Michigan’s 15 public universities saw a 9 percent drop in state funding from 2006 to 2010. In approximately the same time period, their tuitions increased by 31 percent.

At the state’s 28 community colleges, funding fell 7 percent between 2002 and 2010 and tuition rates went up by 41 percent.

Meanwhile, financial aid programs have been cut and students are taking out bigger loans. The average loan amount for those receiving bachelor’s degrees in 2008 was $22,000, a debt that is 44 percent higher than the class of 2001.

The study, “Pulling the Plug on Michigan’s Future: Why Draining Resources Hurts Tomorrow’s Workforce,” contends that the state needs higher education to restore prosperity lost with hundreds of thousands of manufacturing jobs.

“Evidence across the country clearly demonstrates that the most prosperous states are those with the highest educational attainment,” the report states. “As Michigan seeks to transform itself from a manufacturing-based economy, a highly educated and talented work force is essential.”

The state slashed its financial aid programs by 64 percent from 2009 to 2010, according to the report — from $218 million to $79 million. In addition to reneging on the $4,000 Michigan Promise Scholarship for students who scored well on standardized exams in high school, the state eliminated three need-based programs, saving $12 million but reducing aid to 15,000 low-income students.

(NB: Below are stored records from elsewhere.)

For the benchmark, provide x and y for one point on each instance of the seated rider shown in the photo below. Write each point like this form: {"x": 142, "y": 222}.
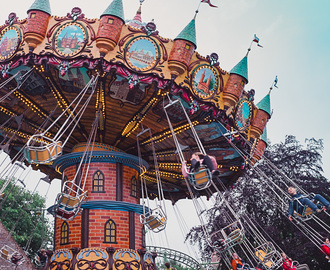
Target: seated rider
{"x": 325, "y": 248}
{"x": 197, "y": 159}
{"x": 299, "y": 206}
{"x": 238, "y": 263}
{"x": 287, "y": 262}
{"x": 16, "y": 258}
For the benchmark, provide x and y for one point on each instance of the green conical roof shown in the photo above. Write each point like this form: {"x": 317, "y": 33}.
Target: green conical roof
{"x": 264, "y": 135}
{"x": 115, "y": 9}
{"x": 189, "y": 33}
{"x": 241, "y": 69}
{"x": 42, "y": 5}
{"x": 264, "y": 104}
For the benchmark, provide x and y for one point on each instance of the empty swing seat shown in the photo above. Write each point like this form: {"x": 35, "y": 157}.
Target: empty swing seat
{"x": 155, "y": 220}
{"x": 201, "y": 179}
{"x": 261, "y": 255}
{"x": 235, "y": 236}
{"x": 11, "y": 255}
{"x": 268, "y": 255}
{"x": 68, "y": 202}
{"x": 43, "y": 150}
{"x": 305, "y": 215}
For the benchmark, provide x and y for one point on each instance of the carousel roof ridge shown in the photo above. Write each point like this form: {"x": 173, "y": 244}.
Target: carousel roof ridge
{"x": 42, "y": 5}
{"x": 115, "y": 9}
{"x": 241, "y": 68}
{"x": 189, "y": 33}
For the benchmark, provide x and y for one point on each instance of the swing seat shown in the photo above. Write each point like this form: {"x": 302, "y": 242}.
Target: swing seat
{"x": 155, "y": 220}
{"x": 235, "y": 236}
{"x": 46, "y": 151}
{"x": 68, "y": 201}
{"x": 66, "y": 215}
{"x": 11, "y": 255}
{"x": 4, "y": 254}
{"x": 262, "y": 255}
{"x": 201, "y": 179}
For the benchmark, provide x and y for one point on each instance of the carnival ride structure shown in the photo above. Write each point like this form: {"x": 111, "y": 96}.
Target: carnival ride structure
{"x": 113, "y": 109}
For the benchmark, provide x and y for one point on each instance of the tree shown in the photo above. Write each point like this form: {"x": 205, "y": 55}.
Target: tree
{"x": 300, "y": 162}
{"x": 23, "y": 213}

Michigan ranks fifth in the nation for slashing higher education budgets 2006-10 and seventh for tuition increases from 2005-06 to 2008-09, according to the report.

“This comes at a time when there’s widespread public recognition that education is the key to prosperity, not only for individuals but for our struggling state as a whole,” MLHS President and CEO Sharon Parks said in a written statement.